Asilo nido per bimba affetta da RPM


Gent.ma dott.ssa,

mi rivolgo a Lei ancora una volta per un competente parere.
La mia bimba di 2 anni, affetta da RPM, frequenta l’asilo nido da più di un anno.
La scelta di inserirla in questa struttura è stata dettata dalla ritenuta necessità di favorire stimoli volti al suo sviluppo psicomotorio, grazie al confronto con altri bimbi di pari età o più piccoli.
Da un incontro con uno dei tanti medici che hanno visitato mia figlia, mi sento dire che non è positivo il fatto che la mia bimba venga "sradicata" dal suo ambiente familiare, proprio perché tale situazione potrebbe incidere negativamente sul suo delicato aspetto psicologico, che vede ogni giorno la sua mamma allontanarsi dall’asilo mentre fa "ciao ciao" dalla finestra.

È vero, l’immagine è questa e la mia bimba non è sempre felice di vedermi allontanare, ma quanti bambini vivono questa situazione?
Perché proprio per mia figlia dovrebbe essere un trauma che potrebbe segnare il suo sviluppo psicologico?

L’inserimento all’asilo è stata una scelta fatta solo per il suo bene, cosa dovrei pensare ora?

 

Devi solo fidarti della tua sensibilità di mamma e osservare la tua bimba parlando anche frequentemente con le educatrici per capire come si comporta in tua assenza. Due anni di età sono pochini, in realtà, per pensare che l’inserimento di un bimbo con RPM in un asilo possa essere indispensabile al suo sviluppo psicomotorio o comunque possa essere più proficuo di una sua permanenza in famiglia. Tutto dipende dagli stimoli dei quali potrà usufruire, dalla sensibilità delle educatrici, dal tipo di ambiente che la circonda e così via.

Io credo che tu abbia fatto molto bene a provare questa soluzione e che solo il tempo, cioè i mesi prossimi, ti potranno fare capire se si è trattato di una decisione giusta.
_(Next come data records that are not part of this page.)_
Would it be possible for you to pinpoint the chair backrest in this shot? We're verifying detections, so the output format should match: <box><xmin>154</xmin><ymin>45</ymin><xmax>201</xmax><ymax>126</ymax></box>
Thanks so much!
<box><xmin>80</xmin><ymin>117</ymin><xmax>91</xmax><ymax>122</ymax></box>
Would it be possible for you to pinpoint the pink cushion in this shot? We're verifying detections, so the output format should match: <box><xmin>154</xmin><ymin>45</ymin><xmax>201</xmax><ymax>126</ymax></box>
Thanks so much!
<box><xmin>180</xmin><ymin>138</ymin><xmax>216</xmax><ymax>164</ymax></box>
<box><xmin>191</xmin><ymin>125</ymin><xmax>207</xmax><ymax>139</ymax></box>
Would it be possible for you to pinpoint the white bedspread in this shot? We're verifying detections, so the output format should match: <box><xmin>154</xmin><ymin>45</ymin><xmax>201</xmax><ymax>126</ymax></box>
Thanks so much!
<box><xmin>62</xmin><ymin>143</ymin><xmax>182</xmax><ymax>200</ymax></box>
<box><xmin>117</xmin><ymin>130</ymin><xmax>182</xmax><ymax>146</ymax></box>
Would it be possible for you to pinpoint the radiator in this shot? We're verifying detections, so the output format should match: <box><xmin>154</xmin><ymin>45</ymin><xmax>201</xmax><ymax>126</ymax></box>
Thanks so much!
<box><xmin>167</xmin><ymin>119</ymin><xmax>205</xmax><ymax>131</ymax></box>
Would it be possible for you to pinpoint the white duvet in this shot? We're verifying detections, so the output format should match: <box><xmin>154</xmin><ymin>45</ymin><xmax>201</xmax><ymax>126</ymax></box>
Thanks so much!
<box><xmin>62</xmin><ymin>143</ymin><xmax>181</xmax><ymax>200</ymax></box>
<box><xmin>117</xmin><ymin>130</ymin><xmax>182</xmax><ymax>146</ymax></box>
Non credo sia corretto dare giudizi aprioristici e soprattutto ogni bambino, che abbia o meno un RPM deve essere valutato singolarmente. Non so se all’asilo la piccola usufruisca di un sostegno o meno e soprattutto non conosco l’entità del suo problema, pertanto non riesco ad inquadrare bene il caso. Se la bimba, all’asilo, viene adeguatamente stimolata e seguita e soprattutto se in cuor tuo sai che in quella struttura può essere stimolata e seguita meglio e in modo più completo che a casa, allora è bene che continui a frequentare.

Se, invece, il neurologo o lo specialista che la segue sostiene la necessità di stimoli ulteriori che l’asilo nido non può offrire, allora sarà tuo compito stabilire se, magari, lasciare la piccola solo part time per poi  proseguire a casa con le varie terapie riabilitative oppure se lasciarla serenamente fino al pomeriggio.

La risposta te la darà la piccola con i suoi progressi soddisfacenti o meno.